A bipartisan bill called the SHRED Act (Ski Hill Resources for Economic Development) would rectify that situation, with the majority of the $40 million annually being generated by 124 ski areas nationally operating on Forest Service land coming back to the impacted forests. Colorado, with its dominant ski industry, stands to see up to $27 million a year in “retained ski area fees” to Colorado forests for recreation management, community needs and ski area programs.
Fitzwilliams wholeheartedly backs the SHRED Act and says increasing ski-area permit fees won’t help with the overall impacts of the industry if the money keeps going into the treasury and is not being spent in the forests locally. He emphasizes that all of the permit-fee money would stay with the Forest Service and not go back to the ski areas.
“We could charge them a hundred percent of their total revenue, and if it all goes to the treasury, it doesn’t matter,” he said. “It’s based on the revenue and it’s a little complicated … but the more revenue they make, the more they pay.”
Colorado U.S. Sen. Michael Bennet, a Democrat, has been the lead sponsor on various versions of the SHRED Act dating back several years, along with Republican U.S. John Barrasso. Bennet took some serious heat last month when he posted a photo of himself skiing and pushed for passage of the SHRED Act.

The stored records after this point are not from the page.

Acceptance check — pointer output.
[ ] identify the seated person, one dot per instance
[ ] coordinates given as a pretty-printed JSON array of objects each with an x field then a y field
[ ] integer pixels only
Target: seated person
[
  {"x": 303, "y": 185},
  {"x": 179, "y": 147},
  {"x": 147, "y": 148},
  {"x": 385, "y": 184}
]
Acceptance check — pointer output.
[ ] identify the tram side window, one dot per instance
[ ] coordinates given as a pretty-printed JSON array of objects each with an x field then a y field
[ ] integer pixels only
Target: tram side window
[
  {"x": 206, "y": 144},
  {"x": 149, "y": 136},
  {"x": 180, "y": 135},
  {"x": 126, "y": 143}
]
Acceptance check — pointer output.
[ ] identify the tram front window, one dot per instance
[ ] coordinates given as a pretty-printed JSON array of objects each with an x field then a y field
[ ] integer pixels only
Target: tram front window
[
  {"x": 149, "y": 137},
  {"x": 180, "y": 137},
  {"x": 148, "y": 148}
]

“From A-Basin to Wolf Creek, Colorado’s National Forests are home to some of the best skiing in the world. Senator John Barrasso and I reintroduced our bipartisan SHRED Act to keep ski fees local, bolster Colorado’s outdoor recreation economy, and help our mountain communities thrive,” Bennet posted on Facebook and Instagram.
Reaction ranged from “Read the room, my guy” to “While I appreciate this as a life-long skier, holy crap, how tone deaf are you? This is the literal definition of first world problems. Cheap skiing is really low on Colorado’s list of concerns right now.” One commenter referenced day-ticket prices that have surged past $300 at Vail and other resorts: “Well, I guess if you’re a rich Senator you really don’t care what it costs.”
To be clear, season ski pass prices have been at historically low levels since the introduction of the Epic Pass in 2006, and the SHRED Act is about funding for National Forest management, not necessarily keeping skiing prices down. A spokesman for Bennet declined to comment, sending a link to a press release on the SHRED Act from 2023.
On a press call last month, Bennet called out “these potentially illegal and unfunded [Trump administration] offers for people to be pushed out of the federal government. I mean, even before that, we already were having trouble hiring people at the Forest Service, hiring people at BLM, the western public lands agencies, in a world where I don’t need to tell anybody on this phone call how expensive it’s become to live in Colorado.”
Colorado U.S. Sen. John Hickenlooper this week joined fellow Democrats in introducing the Protect Our Parks Act of 2025 and the Save Our Forests Act of 2025 to “restore the National Park Service (NPS) and the U.S. Forest Service (USFS) workers who were illegally fired by the Trump administration to make sure our national parks and forests remain accessible, safe, and well-maintained.”
In a release, Hickenlooper said: “We’re all for rooting out real government waste and abuse. The Trump administration’s mass layoffs of public servants who care for our public lands and help prevent wildfires is not the way to do it. Colorado – and our economy – depend on the people who carry out this vital work.”
Vail Resorts officials did not provide a comment on staffing cuts at the Forest Service and how they might impact operations, but the company has supported previous versions of the SHRED Act.
Editor’s note: This story first appeared in the Colorado Springs and Denver Gazette newspapers.